Additional area statistics

Aside from the separate “most_common” regridder, a more generic statistical reductions are also available.

A demo of this is shown below, based on the Multi-Scale Ultra High Resolution (MUR) Sea Surface Temperature (SST) dataset.

For optimal memory management we want to make use of Dask’s distributed client:

from dask import distributed

c = distributed.Client()
c

Client

Client-b62f5bfe-7b1f-11ef-9929-2c6dc1920356

Connection method: Cluster object Cluster type: distributed.LocalCluster
Dashboard: http://127.0.0.1:8787/status

Cluster Info

The original dataset is of a very high resolution.

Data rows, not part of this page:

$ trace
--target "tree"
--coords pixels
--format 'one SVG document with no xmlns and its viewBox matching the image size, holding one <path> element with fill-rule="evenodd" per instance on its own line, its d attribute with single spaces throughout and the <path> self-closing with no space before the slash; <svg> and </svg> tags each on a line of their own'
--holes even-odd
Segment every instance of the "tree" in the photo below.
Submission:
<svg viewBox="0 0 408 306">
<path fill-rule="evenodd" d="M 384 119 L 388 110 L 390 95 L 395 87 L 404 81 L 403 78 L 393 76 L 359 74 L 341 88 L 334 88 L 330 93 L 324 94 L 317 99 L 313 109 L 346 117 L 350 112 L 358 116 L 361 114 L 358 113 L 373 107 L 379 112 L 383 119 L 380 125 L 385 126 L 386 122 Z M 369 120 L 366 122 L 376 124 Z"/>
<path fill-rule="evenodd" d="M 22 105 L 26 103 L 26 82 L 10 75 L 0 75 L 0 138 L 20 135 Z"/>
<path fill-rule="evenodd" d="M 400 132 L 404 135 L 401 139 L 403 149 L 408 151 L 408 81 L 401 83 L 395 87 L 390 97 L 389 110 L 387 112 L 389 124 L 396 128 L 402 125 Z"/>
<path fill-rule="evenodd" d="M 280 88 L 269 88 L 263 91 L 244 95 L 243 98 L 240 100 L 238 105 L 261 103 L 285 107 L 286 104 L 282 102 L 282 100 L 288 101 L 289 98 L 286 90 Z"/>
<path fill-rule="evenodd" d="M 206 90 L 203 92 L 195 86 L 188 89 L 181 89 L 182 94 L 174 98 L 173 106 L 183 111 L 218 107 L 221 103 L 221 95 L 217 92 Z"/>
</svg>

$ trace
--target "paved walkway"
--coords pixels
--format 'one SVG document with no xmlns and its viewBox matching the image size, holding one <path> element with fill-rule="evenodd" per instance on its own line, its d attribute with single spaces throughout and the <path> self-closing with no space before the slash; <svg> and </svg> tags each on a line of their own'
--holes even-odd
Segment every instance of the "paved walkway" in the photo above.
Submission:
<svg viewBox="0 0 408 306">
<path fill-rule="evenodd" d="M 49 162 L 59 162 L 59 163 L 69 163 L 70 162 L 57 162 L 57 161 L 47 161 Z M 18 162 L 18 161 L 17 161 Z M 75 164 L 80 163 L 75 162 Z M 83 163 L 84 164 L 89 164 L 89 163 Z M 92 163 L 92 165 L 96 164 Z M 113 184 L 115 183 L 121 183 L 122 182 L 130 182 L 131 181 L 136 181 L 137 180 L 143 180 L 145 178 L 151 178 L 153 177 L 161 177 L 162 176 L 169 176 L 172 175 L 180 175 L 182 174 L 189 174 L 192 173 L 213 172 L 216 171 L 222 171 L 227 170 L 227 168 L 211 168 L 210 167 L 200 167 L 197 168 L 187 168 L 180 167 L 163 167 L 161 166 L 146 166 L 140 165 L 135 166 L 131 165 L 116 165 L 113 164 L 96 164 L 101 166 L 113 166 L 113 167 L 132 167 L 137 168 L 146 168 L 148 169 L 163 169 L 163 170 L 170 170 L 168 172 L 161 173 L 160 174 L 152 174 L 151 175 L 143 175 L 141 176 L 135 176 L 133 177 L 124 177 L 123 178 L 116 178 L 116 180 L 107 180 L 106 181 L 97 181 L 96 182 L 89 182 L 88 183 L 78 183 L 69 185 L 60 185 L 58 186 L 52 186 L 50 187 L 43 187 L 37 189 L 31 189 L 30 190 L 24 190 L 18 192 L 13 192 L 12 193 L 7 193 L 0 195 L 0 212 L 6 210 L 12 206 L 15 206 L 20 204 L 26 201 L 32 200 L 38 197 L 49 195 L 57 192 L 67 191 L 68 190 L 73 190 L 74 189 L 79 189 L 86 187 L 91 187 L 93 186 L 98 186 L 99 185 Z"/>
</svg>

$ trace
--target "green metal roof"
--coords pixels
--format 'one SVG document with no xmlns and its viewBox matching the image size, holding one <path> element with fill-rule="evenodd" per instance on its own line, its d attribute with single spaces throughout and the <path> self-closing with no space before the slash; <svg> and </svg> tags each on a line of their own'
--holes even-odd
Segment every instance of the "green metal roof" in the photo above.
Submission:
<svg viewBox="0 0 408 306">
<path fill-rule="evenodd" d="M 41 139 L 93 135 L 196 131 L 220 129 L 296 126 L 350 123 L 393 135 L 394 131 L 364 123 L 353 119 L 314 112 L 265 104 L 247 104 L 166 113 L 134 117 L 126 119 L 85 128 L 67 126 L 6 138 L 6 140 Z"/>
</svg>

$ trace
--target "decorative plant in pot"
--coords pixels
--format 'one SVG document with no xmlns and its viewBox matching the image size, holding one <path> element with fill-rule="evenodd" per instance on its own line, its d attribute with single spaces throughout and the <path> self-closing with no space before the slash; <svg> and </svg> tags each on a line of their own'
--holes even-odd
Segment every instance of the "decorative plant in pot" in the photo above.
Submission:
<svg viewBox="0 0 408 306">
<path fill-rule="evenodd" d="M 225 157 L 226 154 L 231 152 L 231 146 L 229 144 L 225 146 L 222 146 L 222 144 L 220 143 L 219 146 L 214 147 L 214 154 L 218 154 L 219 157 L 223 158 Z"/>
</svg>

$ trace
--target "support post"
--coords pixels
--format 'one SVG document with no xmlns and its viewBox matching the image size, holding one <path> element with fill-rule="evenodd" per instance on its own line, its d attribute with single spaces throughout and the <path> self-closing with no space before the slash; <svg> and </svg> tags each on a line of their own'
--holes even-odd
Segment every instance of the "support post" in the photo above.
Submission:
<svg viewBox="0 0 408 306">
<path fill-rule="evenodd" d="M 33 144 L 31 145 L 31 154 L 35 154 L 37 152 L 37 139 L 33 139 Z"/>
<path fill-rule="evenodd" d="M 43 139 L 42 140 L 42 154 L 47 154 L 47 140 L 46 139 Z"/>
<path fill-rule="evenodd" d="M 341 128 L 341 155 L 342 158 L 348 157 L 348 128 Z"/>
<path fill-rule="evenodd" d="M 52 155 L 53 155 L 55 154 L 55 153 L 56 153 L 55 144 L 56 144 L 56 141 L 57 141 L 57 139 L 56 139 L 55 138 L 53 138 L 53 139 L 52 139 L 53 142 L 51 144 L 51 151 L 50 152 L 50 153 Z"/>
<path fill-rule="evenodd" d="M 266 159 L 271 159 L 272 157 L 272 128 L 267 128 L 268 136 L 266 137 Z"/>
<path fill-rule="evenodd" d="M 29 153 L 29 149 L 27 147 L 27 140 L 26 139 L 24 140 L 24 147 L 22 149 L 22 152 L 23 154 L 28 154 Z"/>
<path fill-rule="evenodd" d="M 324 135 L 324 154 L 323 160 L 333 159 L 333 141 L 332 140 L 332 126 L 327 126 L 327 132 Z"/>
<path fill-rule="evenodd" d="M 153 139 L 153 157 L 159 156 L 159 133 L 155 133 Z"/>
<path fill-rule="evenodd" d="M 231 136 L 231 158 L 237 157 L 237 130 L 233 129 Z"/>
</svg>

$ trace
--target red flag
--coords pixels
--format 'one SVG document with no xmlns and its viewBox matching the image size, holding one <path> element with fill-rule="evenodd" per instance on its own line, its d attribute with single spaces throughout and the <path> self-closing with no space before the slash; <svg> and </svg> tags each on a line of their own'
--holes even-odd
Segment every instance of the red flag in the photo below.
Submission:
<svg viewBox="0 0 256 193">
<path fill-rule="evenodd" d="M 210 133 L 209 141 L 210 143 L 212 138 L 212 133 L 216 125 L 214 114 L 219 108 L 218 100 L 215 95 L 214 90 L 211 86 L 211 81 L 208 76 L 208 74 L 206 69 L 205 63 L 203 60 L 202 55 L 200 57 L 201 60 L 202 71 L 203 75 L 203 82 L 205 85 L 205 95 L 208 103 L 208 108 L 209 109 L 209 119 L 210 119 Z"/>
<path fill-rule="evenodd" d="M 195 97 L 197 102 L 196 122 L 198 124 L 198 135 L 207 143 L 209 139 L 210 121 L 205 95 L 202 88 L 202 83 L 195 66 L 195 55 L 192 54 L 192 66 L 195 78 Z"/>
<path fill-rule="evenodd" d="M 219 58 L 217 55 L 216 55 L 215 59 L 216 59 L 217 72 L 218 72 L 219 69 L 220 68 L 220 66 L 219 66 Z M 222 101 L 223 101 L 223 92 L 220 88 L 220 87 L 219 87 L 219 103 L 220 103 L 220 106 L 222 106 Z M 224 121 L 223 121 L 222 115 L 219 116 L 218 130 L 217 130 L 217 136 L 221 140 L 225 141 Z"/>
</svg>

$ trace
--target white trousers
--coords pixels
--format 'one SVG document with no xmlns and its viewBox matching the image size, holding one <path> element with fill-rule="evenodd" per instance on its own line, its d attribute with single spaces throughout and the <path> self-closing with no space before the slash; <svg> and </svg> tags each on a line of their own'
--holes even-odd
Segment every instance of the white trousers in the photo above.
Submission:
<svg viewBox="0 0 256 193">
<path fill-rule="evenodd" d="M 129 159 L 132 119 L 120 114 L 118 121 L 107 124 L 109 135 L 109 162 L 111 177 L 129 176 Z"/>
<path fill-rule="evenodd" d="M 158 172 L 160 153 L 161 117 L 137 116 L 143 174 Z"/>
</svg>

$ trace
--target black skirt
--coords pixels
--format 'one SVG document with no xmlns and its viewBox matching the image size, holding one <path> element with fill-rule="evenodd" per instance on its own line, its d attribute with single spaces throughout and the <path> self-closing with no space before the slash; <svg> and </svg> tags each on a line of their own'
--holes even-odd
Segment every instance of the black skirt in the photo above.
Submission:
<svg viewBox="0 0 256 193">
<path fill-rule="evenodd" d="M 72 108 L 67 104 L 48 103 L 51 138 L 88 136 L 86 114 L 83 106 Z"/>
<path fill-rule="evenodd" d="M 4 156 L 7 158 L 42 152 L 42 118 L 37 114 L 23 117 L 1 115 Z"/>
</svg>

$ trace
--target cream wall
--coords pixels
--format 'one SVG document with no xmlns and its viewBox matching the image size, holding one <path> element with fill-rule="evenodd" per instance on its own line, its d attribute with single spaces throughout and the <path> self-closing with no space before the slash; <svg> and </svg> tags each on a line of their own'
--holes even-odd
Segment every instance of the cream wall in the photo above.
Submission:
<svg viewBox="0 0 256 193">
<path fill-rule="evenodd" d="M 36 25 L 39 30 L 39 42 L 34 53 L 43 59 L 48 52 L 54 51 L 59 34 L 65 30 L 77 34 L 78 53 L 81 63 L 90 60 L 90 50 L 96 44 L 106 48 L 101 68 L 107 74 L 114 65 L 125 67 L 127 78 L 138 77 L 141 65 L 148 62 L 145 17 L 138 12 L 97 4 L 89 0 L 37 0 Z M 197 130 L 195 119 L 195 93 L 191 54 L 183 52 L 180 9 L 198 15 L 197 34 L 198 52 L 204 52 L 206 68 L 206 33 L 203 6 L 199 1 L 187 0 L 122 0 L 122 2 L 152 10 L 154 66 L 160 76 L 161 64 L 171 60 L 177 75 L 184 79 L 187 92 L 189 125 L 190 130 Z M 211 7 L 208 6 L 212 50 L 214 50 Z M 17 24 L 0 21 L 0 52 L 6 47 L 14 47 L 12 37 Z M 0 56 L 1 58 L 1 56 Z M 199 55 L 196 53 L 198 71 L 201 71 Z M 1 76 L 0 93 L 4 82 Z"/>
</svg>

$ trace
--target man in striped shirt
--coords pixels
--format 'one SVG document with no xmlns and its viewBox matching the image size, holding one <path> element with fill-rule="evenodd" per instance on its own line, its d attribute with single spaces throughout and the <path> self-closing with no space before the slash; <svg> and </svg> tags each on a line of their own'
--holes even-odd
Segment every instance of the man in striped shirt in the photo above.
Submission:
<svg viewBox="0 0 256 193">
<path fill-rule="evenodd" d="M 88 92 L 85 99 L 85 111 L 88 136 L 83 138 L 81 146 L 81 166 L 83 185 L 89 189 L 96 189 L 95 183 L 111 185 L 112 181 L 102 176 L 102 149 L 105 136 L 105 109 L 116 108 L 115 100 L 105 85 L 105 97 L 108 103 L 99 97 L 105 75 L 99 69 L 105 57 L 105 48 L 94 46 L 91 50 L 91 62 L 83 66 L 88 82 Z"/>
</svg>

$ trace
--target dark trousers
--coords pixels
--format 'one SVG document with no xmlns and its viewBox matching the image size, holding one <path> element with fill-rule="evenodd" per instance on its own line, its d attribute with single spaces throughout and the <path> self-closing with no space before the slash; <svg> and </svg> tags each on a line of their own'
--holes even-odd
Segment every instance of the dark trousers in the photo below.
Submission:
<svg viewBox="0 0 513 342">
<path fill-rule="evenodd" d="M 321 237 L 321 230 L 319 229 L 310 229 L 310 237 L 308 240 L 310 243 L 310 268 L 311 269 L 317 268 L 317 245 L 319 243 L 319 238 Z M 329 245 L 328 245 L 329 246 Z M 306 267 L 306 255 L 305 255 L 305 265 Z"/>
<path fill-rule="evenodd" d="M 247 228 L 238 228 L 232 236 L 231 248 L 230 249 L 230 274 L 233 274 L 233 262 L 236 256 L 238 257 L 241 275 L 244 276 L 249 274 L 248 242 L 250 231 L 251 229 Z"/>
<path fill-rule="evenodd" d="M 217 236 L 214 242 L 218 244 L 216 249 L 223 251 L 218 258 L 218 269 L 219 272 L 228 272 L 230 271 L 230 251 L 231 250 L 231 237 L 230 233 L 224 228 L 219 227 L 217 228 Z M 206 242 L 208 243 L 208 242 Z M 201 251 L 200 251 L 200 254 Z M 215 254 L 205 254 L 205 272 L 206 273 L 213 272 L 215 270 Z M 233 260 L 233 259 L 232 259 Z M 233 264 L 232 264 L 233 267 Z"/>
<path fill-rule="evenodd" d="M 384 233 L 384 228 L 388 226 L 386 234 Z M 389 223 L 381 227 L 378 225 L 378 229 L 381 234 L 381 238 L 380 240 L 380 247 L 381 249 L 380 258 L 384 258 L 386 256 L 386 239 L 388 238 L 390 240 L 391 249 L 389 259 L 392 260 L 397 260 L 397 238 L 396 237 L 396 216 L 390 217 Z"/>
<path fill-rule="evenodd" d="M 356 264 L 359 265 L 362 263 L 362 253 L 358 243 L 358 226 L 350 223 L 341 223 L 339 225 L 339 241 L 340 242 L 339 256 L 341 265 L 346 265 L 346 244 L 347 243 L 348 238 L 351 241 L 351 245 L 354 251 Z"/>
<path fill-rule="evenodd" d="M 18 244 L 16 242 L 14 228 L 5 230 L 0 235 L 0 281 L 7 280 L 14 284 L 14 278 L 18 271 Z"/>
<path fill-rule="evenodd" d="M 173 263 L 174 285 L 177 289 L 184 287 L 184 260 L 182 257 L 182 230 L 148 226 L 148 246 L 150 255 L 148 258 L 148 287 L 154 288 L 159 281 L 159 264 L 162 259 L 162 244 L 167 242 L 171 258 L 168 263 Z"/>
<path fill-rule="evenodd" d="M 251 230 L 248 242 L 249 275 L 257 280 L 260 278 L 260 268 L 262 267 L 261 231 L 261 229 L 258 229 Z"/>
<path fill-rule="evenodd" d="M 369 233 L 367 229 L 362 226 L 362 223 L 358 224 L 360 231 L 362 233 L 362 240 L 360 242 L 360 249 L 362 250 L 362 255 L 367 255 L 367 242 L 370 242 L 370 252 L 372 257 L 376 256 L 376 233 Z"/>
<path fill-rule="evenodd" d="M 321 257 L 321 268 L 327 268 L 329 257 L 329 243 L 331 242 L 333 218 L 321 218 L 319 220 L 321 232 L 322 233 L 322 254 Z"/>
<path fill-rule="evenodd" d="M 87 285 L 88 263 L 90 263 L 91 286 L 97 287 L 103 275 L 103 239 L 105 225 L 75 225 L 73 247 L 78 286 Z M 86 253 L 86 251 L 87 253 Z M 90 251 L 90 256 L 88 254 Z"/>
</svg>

We will focus on a smaller slice of the globe, and display the original data for reference:

import xarray as xr
import xarray_regrid

sst = xr.open_zarr("https://mur-sst.s3.us-west-2.amazonaws.com/zarr-v1")["analysed_sst"]

# Reduce size of array by only selecting a slice
sst = sst.sel(lat=slice(30, 45), lon=slice(125, 150)).isel(time=0)

sst.plot()
<matplotlib.collections.QuadMesh at 0x7fdc44319b80>
../../_images/d5742076eec90cde6a9cb31abaa2a3aa58ad82ed5928f1eaa75febf4f98e2b79.png

To regrid we define a new target grid, with a lower resolution.

target = xarray_regrid.Grid(
    north=45,
    south=30,
    west=125,
    east=150,
    resolution_lat=1,
    resolution_lon=1,
).create_regridding_dataset(lat_name="lat", lon_name="lon")

We will take the variance of the data. Note that this operation is lazy when the data consists of dask arrays.

sst_var = sst.regrid.stat(target, method="var", time_dim="time", skipna=False)

When we plot the DataArray, the data is retrieved and the result computed.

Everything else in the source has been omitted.